P142 Inflammatory bowel diseases associated with primary immunodeficiency: a multicenter study

Malamut, G.(1);Simon, M.(2);Nachury, M.(3);Uzzan, M.(4);Serrero, M.(5);Fumery, M.(6);Trang-Poisson, C.(7);Zallot, C.(8);Abitbol, V.(1);Charbit-Henrion, F.(9);Gornet, J.M.(2);Picard, C.(10);Cerf-Bensussan, N.(11);Chaussade, S.(1);Sokol, H.(12);

(1)AP-HP. Centre- Université de Paris- Hôpital Cochin- Paris- France., Gastroenterology, Paris, France;(2)AP-HP. Nord-Université de Paris- Hôpital Saint Louis- Paris- France., Gastroenterology, Paris, France;(3)Hôpital Huriez CHRU de Lille, Gastroenterology, Lille, France;(4)AP-HP. Nord-Université de Paris- Hôpital Beaujon- Clichy- France., Gastroenterology, Clichy, France;(5)APHM Hôpital Nord, Gastroenterology, Marseille, France;(6)CHU Amiens-Picardie, Gastroenterology, Amiens, France;(7)CHU de Nantes, Gastroenterology, Nantes, France;(8)CHRU de Nancy, Gastroenterology, Gastroenterology, France;(9)AP-HP. Centre-Université de Paris- Hôpital Necker-Enfants Malades, Molecular Genetics, Paris, France;(10)AP-HP. Centre-Université de Paris- Hôpital Necker-Enfants Malades, Study Center of Primary Immunodeficiency, Paris, France;(11)Université de Paris- INSERM UMR 1163 and Imagine Institute, Laboratory of intestinal immunology, Paris, France;(12)AP-HP. Sorbonne Université- Hôpital Saint Antoine, Gastroenterology, Paris, France; GETAID (Groupe d'Étude Thérapeutique des Affections Inflammatoires du tube Digestif)

Background

Inflammatory bowel diseases (IBD) associated with primary immunodeficiency (PID) remain poorly known. We aimed to isolate characteristics of IBD associated with PID.

Methods

Using a GETAID register, we reviewed medical files of recorded patients with PID and IBD (Crohn’s disease, ulcerative colitis (UC) or microscopic colitis) followed in 9 adult university hospitals.

Results

Results of genetic investigations were available for 46 patients (62%).

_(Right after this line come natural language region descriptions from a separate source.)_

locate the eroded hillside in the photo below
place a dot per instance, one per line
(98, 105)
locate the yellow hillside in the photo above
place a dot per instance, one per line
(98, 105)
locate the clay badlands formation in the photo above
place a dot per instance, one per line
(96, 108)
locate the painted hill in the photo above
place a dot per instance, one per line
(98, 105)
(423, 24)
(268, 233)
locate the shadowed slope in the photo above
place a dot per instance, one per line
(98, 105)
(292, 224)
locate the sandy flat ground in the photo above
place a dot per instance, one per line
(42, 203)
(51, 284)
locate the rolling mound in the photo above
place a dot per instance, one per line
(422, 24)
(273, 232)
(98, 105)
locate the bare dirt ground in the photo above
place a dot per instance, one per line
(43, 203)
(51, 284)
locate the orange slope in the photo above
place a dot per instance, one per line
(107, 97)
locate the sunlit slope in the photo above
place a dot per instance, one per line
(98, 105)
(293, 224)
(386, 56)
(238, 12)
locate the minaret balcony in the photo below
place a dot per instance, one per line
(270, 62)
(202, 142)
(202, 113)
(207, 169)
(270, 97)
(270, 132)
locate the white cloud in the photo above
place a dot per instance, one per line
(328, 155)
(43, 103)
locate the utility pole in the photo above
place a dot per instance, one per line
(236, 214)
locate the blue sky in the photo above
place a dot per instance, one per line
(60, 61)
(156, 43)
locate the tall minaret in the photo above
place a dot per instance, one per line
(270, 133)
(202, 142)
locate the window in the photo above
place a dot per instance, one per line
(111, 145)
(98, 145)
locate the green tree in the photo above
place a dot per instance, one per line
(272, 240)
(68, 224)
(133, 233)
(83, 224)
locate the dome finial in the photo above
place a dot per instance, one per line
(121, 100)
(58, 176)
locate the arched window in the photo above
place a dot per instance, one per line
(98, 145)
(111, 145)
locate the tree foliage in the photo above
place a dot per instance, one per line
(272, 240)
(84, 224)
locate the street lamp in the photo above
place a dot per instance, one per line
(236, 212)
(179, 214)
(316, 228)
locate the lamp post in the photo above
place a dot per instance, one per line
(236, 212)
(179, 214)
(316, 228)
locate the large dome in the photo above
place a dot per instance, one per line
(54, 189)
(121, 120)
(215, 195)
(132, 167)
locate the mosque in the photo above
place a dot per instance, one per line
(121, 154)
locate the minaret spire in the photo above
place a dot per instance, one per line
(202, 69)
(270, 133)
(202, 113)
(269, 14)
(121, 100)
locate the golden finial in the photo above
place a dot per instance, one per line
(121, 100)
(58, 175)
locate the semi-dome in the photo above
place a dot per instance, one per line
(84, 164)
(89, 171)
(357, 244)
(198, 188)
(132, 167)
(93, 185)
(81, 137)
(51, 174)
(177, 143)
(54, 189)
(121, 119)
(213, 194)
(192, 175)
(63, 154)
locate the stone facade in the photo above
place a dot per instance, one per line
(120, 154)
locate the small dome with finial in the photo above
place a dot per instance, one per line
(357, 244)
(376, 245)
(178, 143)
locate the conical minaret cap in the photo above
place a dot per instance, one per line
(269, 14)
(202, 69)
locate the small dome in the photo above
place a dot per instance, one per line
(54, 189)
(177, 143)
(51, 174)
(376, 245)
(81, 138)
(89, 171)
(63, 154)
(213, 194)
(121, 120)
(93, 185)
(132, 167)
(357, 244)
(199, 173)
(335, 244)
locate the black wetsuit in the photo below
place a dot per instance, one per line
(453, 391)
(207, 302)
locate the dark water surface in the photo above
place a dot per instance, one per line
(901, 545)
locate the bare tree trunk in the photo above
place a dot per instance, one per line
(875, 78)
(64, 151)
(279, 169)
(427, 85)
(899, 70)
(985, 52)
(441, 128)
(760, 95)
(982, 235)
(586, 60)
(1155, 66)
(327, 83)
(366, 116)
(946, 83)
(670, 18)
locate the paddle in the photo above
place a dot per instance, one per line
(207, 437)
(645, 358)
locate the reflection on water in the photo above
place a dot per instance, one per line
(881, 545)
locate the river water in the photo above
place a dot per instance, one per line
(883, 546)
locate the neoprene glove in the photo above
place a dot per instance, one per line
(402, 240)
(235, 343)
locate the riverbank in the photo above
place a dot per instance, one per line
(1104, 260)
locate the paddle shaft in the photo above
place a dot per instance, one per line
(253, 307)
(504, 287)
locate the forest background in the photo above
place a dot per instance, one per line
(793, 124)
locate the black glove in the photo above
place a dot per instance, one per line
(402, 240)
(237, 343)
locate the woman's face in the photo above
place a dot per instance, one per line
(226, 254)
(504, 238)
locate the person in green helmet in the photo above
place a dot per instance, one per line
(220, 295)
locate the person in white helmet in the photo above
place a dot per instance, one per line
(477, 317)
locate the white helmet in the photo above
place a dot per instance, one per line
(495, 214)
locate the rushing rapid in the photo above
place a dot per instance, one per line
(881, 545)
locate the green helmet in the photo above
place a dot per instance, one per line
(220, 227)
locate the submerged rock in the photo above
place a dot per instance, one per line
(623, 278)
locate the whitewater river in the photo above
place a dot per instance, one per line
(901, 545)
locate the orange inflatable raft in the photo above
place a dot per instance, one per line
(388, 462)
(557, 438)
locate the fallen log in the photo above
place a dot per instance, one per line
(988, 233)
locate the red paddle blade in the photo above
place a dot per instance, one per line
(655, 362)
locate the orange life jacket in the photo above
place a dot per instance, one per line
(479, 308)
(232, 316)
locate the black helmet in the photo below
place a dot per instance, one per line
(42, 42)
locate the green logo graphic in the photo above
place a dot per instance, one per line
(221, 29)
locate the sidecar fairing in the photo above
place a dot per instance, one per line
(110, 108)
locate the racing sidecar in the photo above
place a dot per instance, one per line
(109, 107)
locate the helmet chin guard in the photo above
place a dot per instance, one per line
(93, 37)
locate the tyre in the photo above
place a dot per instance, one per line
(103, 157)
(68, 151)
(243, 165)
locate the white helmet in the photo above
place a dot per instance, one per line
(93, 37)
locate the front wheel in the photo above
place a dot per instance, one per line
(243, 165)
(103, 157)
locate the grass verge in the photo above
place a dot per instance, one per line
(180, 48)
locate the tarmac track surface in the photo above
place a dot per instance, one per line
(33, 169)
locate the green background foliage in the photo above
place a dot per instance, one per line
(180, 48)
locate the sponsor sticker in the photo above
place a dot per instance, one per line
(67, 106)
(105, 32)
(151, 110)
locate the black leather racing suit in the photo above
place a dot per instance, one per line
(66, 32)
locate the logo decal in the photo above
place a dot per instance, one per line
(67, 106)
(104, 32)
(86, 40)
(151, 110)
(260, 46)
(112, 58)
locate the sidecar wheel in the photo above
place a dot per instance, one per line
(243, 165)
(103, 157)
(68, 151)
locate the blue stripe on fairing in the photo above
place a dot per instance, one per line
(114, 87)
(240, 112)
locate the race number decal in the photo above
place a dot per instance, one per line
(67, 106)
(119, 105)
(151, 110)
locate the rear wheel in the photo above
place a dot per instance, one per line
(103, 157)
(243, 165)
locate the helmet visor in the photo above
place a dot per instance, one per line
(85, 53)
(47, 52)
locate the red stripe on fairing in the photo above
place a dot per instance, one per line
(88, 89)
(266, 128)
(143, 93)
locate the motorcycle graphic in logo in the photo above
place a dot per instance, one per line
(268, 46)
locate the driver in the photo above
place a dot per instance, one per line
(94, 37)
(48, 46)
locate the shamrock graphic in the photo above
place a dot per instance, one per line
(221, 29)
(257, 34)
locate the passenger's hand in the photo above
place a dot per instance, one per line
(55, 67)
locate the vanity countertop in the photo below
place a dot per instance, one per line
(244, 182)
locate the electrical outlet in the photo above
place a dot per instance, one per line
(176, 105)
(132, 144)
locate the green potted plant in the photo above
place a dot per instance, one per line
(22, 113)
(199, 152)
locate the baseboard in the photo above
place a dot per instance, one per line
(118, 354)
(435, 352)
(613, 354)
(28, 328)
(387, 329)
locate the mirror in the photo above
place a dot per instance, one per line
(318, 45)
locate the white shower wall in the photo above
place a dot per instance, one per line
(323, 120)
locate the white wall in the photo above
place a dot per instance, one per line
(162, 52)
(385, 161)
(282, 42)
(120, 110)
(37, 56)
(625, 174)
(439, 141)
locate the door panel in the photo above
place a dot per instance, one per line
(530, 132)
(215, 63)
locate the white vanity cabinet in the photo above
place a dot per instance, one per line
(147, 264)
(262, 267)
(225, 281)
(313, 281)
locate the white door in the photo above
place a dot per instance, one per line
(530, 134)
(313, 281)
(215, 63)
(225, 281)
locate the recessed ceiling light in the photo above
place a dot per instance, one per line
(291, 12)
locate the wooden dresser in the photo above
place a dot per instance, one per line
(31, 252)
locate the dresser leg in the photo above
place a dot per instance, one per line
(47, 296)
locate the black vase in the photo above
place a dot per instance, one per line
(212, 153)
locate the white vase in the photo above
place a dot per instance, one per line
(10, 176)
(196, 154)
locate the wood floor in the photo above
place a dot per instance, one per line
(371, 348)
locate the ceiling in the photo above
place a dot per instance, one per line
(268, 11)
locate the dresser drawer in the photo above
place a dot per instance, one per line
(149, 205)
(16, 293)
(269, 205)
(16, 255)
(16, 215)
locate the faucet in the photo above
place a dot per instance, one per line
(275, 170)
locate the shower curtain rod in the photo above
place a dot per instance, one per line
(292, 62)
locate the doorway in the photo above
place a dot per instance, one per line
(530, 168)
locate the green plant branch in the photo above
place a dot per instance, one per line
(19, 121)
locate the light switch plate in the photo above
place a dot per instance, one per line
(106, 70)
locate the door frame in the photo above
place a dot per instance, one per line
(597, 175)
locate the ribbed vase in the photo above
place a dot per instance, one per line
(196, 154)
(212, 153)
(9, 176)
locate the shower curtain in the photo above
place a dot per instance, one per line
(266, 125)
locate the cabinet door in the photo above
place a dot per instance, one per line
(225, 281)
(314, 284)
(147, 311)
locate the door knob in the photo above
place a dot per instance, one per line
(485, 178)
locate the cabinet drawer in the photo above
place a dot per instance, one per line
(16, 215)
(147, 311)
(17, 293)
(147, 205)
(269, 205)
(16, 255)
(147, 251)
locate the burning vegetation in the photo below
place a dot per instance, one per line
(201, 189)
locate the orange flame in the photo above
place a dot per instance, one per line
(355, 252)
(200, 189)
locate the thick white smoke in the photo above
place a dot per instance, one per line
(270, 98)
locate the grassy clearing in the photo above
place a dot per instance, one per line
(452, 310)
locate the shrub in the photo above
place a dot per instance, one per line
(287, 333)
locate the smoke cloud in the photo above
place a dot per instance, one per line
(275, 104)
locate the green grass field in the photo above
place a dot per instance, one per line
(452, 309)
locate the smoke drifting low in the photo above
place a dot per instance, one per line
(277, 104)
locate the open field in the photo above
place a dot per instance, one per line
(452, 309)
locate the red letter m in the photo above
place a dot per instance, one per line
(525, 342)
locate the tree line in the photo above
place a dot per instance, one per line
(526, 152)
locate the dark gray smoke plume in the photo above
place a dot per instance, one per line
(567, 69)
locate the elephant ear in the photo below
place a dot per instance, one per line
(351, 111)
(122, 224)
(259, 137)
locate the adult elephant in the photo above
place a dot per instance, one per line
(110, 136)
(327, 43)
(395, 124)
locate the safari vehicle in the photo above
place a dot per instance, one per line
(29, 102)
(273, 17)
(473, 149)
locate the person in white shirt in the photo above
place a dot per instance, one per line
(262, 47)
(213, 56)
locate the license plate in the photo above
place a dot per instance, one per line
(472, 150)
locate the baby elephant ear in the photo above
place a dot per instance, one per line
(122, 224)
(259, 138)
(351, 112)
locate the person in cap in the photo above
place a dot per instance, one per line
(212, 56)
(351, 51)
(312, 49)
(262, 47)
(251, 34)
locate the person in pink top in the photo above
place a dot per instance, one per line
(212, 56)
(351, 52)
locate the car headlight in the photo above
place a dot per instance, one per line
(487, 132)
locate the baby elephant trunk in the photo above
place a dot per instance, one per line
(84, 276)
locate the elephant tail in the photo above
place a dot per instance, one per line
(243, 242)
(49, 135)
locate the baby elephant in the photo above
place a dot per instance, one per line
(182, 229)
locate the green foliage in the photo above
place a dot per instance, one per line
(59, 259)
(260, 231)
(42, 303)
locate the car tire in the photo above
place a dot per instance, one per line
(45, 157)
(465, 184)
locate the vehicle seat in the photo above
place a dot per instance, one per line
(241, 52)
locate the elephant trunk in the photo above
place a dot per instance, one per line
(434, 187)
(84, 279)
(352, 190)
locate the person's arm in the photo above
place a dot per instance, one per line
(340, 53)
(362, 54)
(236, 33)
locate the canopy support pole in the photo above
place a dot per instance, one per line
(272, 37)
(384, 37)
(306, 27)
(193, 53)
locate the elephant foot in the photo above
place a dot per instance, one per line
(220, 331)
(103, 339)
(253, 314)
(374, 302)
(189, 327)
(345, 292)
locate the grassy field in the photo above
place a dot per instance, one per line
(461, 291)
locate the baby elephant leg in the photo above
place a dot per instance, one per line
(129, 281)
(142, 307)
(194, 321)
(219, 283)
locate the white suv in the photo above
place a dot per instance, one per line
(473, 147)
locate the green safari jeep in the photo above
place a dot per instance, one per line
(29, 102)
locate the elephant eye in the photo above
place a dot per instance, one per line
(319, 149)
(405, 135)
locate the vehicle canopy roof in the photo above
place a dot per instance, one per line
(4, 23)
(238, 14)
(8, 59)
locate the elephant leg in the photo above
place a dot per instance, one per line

74 patients (30 F, 44M) were included with a mean age of 26 years (median: 24 years) at diagnosis of IBD. Forty-four (59%) patients had Crohn’s disease with anoperineal lesions in 12, 26(35%) patients had microscopic (mainly lymphocytic) colitis and 4 patients had UC. PID was predominantly antibody deficiency in 40(54%) patients [34 common variable immunodeficiency, 4 X-linked agammaglobulinemia, 2 selective IgA deficiencies], disease of immune dysregulation in 18(24%) patients [CTLA4, LRBA, NFKB1, TNFAi3, XIAP deficiencies, STAT3 and STAT1 hyperactivation], phagocytosis deficiency in 15(20%) patients (12 chronic granulomatous diseases (CGD), 3 congenital neutropenia] and C1s deficiency (n=1). In order of frequency, Crohn’s disease was associated with antibody deficiencies (52%), phagocytosis deficiencies (29%) and immune dysregulation (18%), microscopic colitis with antibody deficiencies (65%), immune dysregulation (27%) and more rarely with phagocytosis deficiencies (8%) and UC with antibody deficiencies (75%) and immune dysregulation (25%). 46% of patients received immunoglobulin supplementation, 70% steroids, equally corticosteroids and budesonide, 49% biotherapy mainly anti-TNF-alpha antibody (38%) and ustekinumab (16%), 23% immunosuppressive drugs, mainly azathioprine and sirolimus and 18% aminosalicylates. Three patients (2 CGD, 1 XIAP) had been treated with allogeneic stem cell transplantation (SCT) and one patient (TNFRS13B deficiency) with autologous SCT. Eleven (15%) patients had intestinal surgery, mainly ileocecal resection. During follow-up [mean: 16 years], 51% of patients had transient or sustained clinical remission mainly with an anti-TNF-alpha antibody, ustekinumab, steroids (budesonide) and specific therapy (targeted therapy such as abatacept and ASCT), 41% of patients had severe infections, 22% developed neoplasia mainly gastrointestinal dysplasia and/or cancers (n=8), B cell lymphoma (n=3) and 4 patients died.

Conclusion

At adulthood in our series, IBD associated with PID are mainly Crohn’s disease and lymphocytic colitis. The first most frequent associated PID is antibody deficiency.  Biotherapies (anti-TNF-alpha antibody, ustekinumab), steroids and specific therapies are commonly used to induce clinical remission.